Gross-Fe0322-Yogurt-Embed6
Raw chocolate is rumored to prevent cataracts and improve heart function—and we can only hope that turns out to be true. Thomas Imo/Photothek/Getty

For now, however, Chobani remains fiercely independent. Like many entrepreneurs, Ulukaya is part evangelist. And he's not yet done preaching the gospel of strained yogurt. The new plant in Idaho is doubling its capacity. Having convinced American consumers of the virtues of thicker, not-so-sweet dairy products at breakfast, Chobani is now pushing to make yogurt a daylong obsession. So it's introducing snack-size cups, more indulgent flavors (coffee with chocolate), and containers that come with side compartments of pistachios. Plus, there's the rest of the world to conquer. Chobani imports New York–made yogurt in the U.K. In 2011 it bought Bead Foods, an Australian dairy producer, and began producing Chobani down under last year.

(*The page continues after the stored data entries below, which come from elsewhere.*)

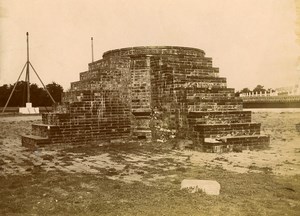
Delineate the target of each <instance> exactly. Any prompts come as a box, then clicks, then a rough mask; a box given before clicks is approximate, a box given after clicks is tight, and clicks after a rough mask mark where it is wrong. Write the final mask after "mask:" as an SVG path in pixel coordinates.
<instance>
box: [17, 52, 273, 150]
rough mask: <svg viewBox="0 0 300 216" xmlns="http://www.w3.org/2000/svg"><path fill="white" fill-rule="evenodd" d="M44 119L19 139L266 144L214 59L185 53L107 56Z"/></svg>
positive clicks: (175, 52)
mask: <svg viewBox="0 0 300 216" xmlns="http://www.w3.org/2000/svg"><path fill="white" fill-rule="evenodd" d="M42 119H43V124H40V125H33V126H32V135H26V136H23V137H22V143H23V145H25V146H33V145H45V144H50V143H52V144H60V143H79V144H85V143H91V142H99V140H111V139H122V138H133V139H134V138H135V139H154V140H156V139H169V138H170V137H172V138H174V137H175V138H177V139H189V140H192V141H193V147H197V148H199V149H202V150H204V151H210V152H222V151H232V150H234V148H239V149H246V148H250V149H251V148H262V147H264V146H266V145H268V144H269V137H268V136H264V135H261V134H260V124H259V123H252V122H251V112H249V111H243V104H242V100H241V99H239V98H235V96H234V89H231V88H227V85H226V78H223V77H219V69H218V68H215V67H213V66H212V59H211V58H208V57H205V53H204V51H202V50H200V49H195V48H186V47H169V46H162V47H133V48H124V49H117V50H111V51H108V52H105V53H104V54H103V59H101V60H98V61H95V62H93V63H90V64H89V70H88V71H86V72H82V73H80V81H78V82H73V83H71V89H70V91H68V92H65V93H64V95H63V104H62V105H60V106H57V107H56V108H55V111H54V112H53V113H47V114H43V118H42Z"/></svg>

By staying put and on the job, Ulukaya believes he is sending a message to America's business elite. "Just as we made Wall Street cool, and apps and tech cool, we have to make manufacturing cool," he said. "You don't have to be a Stanford dropout and go to San Francisco or Seattle to be able to do some awesome things. Entrepreneurship can happen in villages like this." Software and the cloud let individuals compete with giant companies in technology. But it can happen in manufacturing as well. Whether it is reviving auto plants in Michigan, or putting up solar panels on school roofs in Arizona, or making yogurt in upstate New York, the simple act of producing something tends to lead to positive economic outcomes. And Chobani's success should lead bankers and investors who salivate over revenue-lite (or revenue-less) companies like Instagram and Tumblr to reexamine the way they evaluate old-line manufacturers. Just like e-commerce platforms, "we help other people grow," Ulukaya said. "You see people buying homes, painting homes, coming back, taking pride in their villages. I go to sleep feeling really good."